The date for this part of the Act coming into effect has yet to be set and, as a result, sewers and lateral drains connected to the public sewerage system after 1 July, 2011, but before Section 42 comes into effect, will remain private for the time being unless they have been the subject of an agreement under Section 104 agreement for their adoption by sewerage companies as 'public' assets.
The making of a supplementary transfer scheme upon Section 42 coming into effect will ensure the automatic adoption by sewerage companies of sewers and lateral drains built in this interim period. This will ensure that there is no legacy of private sewers connected to the public sewerage system as a result of the main transfer taking place ahead of the new arrangements for automatic adoption of newly connected sewers and lateral drains. The arrangements for the supplementary transfer scheme will be the subject of a separate consultation.
Section 42 enactment
Sewers constructed and connected after Section 42 comes into effect will be subject to new build arrangements, except where exempted under the terms of transitional arrangements that are proposed for inclusion in the commencement order. These will provide for existing approvals (i.e. where Building Regulations or other approvals exist) to be deemed to satisfy the requirements for construction to “approved” standards.
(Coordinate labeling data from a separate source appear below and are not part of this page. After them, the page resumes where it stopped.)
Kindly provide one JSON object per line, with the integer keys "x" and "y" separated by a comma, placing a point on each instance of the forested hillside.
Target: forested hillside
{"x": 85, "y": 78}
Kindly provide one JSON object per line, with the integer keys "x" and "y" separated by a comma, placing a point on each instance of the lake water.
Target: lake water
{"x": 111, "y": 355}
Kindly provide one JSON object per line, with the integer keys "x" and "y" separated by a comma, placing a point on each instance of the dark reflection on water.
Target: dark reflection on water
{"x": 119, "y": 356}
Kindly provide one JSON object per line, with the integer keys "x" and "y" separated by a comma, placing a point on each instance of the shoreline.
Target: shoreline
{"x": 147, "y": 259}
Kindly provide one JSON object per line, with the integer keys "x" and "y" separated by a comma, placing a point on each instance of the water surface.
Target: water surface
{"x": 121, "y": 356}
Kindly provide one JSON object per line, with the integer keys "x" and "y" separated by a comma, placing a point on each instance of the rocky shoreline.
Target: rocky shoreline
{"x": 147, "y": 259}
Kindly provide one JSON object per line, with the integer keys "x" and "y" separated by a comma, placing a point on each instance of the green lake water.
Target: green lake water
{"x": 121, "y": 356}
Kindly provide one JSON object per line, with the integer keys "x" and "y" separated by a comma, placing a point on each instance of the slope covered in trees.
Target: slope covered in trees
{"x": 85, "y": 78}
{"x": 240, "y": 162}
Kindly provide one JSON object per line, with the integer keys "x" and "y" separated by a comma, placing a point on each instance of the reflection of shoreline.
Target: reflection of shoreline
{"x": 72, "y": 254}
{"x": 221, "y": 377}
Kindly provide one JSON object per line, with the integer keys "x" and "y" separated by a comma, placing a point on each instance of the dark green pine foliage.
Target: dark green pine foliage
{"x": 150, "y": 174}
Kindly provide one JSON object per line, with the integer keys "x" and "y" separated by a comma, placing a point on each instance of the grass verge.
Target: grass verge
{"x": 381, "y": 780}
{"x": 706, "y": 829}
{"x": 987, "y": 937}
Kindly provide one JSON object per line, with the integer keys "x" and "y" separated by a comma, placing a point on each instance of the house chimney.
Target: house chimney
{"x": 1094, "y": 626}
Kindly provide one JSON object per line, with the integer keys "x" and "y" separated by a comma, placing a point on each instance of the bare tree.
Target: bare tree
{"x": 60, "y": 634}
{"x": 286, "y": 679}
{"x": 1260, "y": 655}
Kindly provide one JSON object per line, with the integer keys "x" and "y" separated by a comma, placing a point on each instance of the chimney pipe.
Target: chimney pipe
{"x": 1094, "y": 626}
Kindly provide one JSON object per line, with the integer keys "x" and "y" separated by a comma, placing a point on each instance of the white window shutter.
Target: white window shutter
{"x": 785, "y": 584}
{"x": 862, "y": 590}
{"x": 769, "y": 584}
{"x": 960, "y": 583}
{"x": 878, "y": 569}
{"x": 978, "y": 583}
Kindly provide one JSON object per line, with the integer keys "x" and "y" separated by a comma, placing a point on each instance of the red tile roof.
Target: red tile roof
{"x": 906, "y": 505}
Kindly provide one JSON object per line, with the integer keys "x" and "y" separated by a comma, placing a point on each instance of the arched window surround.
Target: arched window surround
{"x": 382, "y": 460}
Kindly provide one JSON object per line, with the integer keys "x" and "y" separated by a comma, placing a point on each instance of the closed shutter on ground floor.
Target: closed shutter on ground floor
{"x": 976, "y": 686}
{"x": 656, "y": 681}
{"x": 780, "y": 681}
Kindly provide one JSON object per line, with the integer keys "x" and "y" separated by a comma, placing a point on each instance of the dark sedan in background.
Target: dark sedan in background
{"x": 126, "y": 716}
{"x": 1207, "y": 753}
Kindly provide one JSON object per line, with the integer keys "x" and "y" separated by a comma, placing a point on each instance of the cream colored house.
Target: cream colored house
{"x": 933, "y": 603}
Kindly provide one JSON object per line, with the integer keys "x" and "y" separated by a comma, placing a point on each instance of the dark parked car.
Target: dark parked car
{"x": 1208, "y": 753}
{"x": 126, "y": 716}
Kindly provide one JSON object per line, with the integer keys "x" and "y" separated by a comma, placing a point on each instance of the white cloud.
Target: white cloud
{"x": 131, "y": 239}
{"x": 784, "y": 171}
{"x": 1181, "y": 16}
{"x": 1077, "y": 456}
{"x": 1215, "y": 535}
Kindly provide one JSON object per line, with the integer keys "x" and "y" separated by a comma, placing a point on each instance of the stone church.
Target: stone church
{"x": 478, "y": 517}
At present, as part of the 1991 Water Industry Act, a Section 106 agreement must be obtained by developers to make a connection to a public sewer.
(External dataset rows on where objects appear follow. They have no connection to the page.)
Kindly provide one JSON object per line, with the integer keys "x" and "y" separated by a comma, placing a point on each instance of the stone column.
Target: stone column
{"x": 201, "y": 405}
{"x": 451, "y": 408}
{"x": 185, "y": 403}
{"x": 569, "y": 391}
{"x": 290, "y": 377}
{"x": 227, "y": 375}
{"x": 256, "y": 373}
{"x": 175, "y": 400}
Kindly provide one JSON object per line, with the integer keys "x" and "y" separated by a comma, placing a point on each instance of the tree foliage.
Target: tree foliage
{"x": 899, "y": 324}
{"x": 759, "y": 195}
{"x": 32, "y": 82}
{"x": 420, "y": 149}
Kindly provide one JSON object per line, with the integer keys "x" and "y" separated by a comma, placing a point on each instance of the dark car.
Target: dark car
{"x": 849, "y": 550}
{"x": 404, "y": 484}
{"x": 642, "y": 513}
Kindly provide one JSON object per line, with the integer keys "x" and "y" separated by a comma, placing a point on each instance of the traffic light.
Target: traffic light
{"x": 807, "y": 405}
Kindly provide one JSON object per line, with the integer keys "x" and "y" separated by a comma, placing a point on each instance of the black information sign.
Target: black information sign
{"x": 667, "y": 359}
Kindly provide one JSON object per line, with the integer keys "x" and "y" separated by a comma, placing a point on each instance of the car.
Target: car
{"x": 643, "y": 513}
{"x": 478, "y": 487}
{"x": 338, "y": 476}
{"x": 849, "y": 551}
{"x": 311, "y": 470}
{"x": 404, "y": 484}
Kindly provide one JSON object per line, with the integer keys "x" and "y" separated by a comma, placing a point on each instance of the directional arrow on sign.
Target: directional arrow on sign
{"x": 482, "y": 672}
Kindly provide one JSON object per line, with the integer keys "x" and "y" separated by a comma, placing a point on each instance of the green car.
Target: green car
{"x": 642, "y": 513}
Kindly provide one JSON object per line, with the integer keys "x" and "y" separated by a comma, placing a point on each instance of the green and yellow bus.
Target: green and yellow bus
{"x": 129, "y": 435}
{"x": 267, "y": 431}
Under the new legislation, developers will also have to obtain a Section 104 agreement, in advance of obtaining a Section 106 agreement. This agreement is being updated, and, as well as dealing with layout, location and design standards, it will include in particular the requirement for the sewerage company to adopt all sewers and laterals on satisfactory completion.
A specific condition of a Section 104 agreement is that the new sewer development meets the government’s proposed Mandatory Build Standard (MBS), which will set out the required standards in the design and construction of new sewers and lateral drains.
Defra (The Department for Environment, Food and Rural Affairs) is drafting the new MBS, and the department has indicated that this will be consulted on in due course.
The water and building industries are also updating their guidelines for developers, called the Sewers for Adoption (currently version 6), principally to introduce design standards for lateral drains and pumping stations.
The new edition, called SfA 7, cannot be formally introduced until the MBS has been agreed, but an addendum to SfA 6 is now available detailing some of the changes that will be incorporated in SfA 7.
A date for the introduction of the new legislation above has yet to be set.